Wall Street Ends Tumultuous Year Near Record Highs

OPINION:  This article contains commentary which may reflect the author’s opinion

Friday marked the second year since the global pandemic ended, with Wall Street closing near record highs in light trade.

In the past three years, every major U.S. stock index has reached their biggest three-year advance since 1999, and that includes the Dow Jones Industrial Average, S&P 500 and NASDAQ Composite.

Since the last trading day of 2020, the S&P 500 index has gained 27 percent. To date, it has seen 70 record-high closes, which is the second-highest number in the benchmark index’s history. With Refinitiv data going back to 1928, 1995 was the year in which the S&P 500 closed at the highest level in a single year with 77 record closes.

Over the course of the year, the Dow gained 18.73 percent and the Nasdaq gained 21.4 percent.

Despite tumultuous political and social climates, firms, consumers, and the economy as a whole flourished in 2021 as they navigated their way through a constantly shifting landscape that included the riots at the Capitol on Jan. 6, a tumultuous shift in power. There were several more factors, such as the “meme stock” phenomenon, new variations of COVID-19, a shortage of labor, fiscal and monetary stimulus, hampered supply chains, and a booming demand, which led to price spikes.

“What stands out to us this year among all the negatives, is the resiliency of Corporate America,” said Ryan Detrick, chief market strategist at LPL Financial in Charlotte, North Carolina. “In a sea of uncertainty and higher prices, you have to be extremely impressed by how agile and adaptive Corporate America was to sport 45 percent earnings growth in a very difficult year.”
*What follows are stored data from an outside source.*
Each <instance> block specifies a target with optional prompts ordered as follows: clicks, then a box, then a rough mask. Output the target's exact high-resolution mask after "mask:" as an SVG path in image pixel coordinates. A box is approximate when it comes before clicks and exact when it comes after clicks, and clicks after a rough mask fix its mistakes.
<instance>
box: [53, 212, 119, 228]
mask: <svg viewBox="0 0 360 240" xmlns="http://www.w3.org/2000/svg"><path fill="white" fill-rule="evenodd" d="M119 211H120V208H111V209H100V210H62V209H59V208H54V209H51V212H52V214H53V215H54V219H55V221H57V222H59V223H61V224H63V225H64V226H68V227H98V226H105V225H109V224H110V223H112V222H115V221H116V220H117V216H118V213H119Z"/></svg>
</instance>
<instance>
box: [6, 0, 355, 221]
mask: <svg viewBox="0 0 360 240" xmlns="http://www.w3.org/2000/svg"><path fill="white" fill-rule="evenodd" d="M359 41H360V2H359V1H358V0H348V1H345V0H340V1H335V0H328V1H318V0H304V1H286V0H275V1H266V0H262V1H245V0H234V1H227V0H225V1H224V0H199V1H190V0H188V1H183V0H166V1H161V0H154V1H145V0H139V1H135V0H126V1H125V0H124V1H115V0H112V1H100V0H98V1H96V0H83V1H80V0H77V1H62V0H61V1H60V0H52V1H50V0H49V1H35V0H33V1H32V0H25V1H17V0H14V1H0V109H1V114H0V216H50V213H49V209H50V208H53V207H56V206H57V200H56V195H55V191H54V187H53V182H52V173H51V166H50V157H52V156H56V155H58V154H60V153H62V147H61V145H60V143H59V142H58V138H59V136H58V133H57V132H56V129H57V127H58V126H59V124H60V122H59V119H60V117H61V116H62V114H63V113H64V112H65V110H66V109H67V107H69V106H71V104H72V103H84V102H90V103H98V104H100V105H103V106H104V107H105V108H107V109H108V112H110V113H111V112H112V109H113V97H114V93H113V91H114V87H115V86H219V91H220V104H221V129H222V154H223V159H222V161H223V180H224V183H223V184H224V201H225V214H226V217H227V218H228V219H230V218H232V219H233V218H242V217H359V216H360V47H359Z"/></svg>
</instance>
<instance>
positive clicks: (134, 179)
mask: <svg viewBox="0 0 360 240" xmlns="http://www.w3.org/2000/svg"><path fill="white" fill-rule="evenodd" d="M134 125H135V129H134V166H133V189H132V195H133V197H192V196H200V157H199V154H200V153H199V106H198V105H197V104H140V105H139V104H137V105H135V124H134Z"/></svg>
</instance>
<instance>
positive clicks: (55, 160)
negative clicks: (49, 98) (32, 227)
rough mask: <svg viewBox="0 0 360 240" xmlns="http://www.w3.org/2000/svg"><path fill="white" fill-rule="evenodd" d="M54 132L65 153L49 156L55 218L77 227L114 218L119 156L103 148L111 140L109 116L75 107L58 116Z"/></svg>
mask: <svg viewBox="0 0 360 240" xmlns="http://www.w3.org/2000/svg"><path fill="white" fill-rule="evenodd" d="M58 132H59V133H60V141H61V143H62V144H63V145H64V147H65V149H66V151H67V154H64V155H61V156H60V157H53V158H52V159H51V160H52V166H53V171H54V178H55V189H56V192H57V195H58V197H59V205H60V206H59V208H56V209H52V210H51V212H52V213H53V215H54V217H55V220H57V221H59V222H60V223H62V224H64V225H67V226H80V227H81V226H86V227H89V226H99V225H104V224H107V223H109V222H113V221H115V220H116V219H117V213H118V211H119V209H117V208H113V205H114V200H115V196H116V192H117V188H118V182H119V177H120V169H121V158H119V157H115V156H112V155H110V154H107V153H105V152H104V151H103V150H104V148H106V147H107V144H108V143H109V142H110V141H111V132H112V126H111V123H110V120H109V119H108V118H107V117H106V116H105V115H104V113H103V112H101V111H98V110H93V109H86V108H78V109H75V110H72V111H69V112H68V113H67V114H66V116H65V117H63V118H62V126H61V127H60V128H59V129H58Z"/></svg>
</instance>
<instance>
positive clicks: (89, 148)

Despite those results, analysts predicted that S&P 500 companies would deliver earnings growth of 52.8%, 96.3 percent and 42.6 percent, respectively, in the first three quarters of the year, according to Refinitiv, stating that they forecast earnings growth of 22.3 percent for the fourth quarter of this year, which represents an extremely strong growth figure.

As the economy continues to recover and demand surges, the energy, real estate, and microchip industries were some of the best performers in 2021, with growth stocks’ 31 percent gain more than doubling that of value stocks’ 22 percent gain.

As the economy slowly reopened and vaccines were released, marketers’ leaders in the global technology sector and tech-oriented megacap stocks, which had outperformed the broader market in the first year of the global health crisis, fell off the market.

A group of 10 similar stocks, the NYSE FANG+ index, has gained nearly 20 percent so far this year. Alphabet, which owns Google, enjoyed its best year since 2009, posting the biggest annual advance of the NYSE FANG+ components.

Dow Transports, often regarded as a barometer of economic health, registered a gain of more than 31 percent for the year.

Treasury yields have been steadily rising over the past few months, coupled with recent pronouncements from the Federal Reserve, which now sees as many as three rate hikes in the next several months, and these factors helped support interest-rate-sensitive financial stocks, which gained about 33 percent.

Travel-related stocks continue to be pressured by the COVID-19 pandemic, which erupted in 2020 and had the steepest and fastest economic contraction in history.

One of the few sectors that lost money in 2021 was the S&P 1500 Airlines index, with an annual decline of nearly 2 percent.

However early evidence suggests the Omicron variant of COVID-19, which has caused a spike in infections around the globe, may be less virulent than its predecessors, and the economy is showing signs of normalizing several years after the first notices of COVID-19 were reported.

There were losses of 59.78 points, or 0.16 percent, in the Dow Jones Industrial Average to 36,338.3, 12.55 points, or 0.26 percent, in the S&P 500 to 4,766.18 and 96.59 points, or 0.61 percent, in the Nasdaq Composite to 15,644.97.

A total of 7.6 billion shares were traded on U.S. exchanges, well below the average daily volume of 10.55 billion shares for the past 20 trading days.

In Friday’s session, consumer staples were the sector that saw the largest gain out of the 11 major sectors within the S&P 500 index, while communications services experienced the largest percentage drop.

At the New York Stock Exchange, advancing issues outnumbered declining ones by a ratio of 1.39-to-1; on the Nasdaq, decliners took the lead by a ratio of 1.18-to-1.

As for the Nasdaq Composite, it recorded 58 new highs and 143 new lows, whereas the S&P 500 posted 47 new 52-week highs.


Leave a Reply

Your email address will not be published.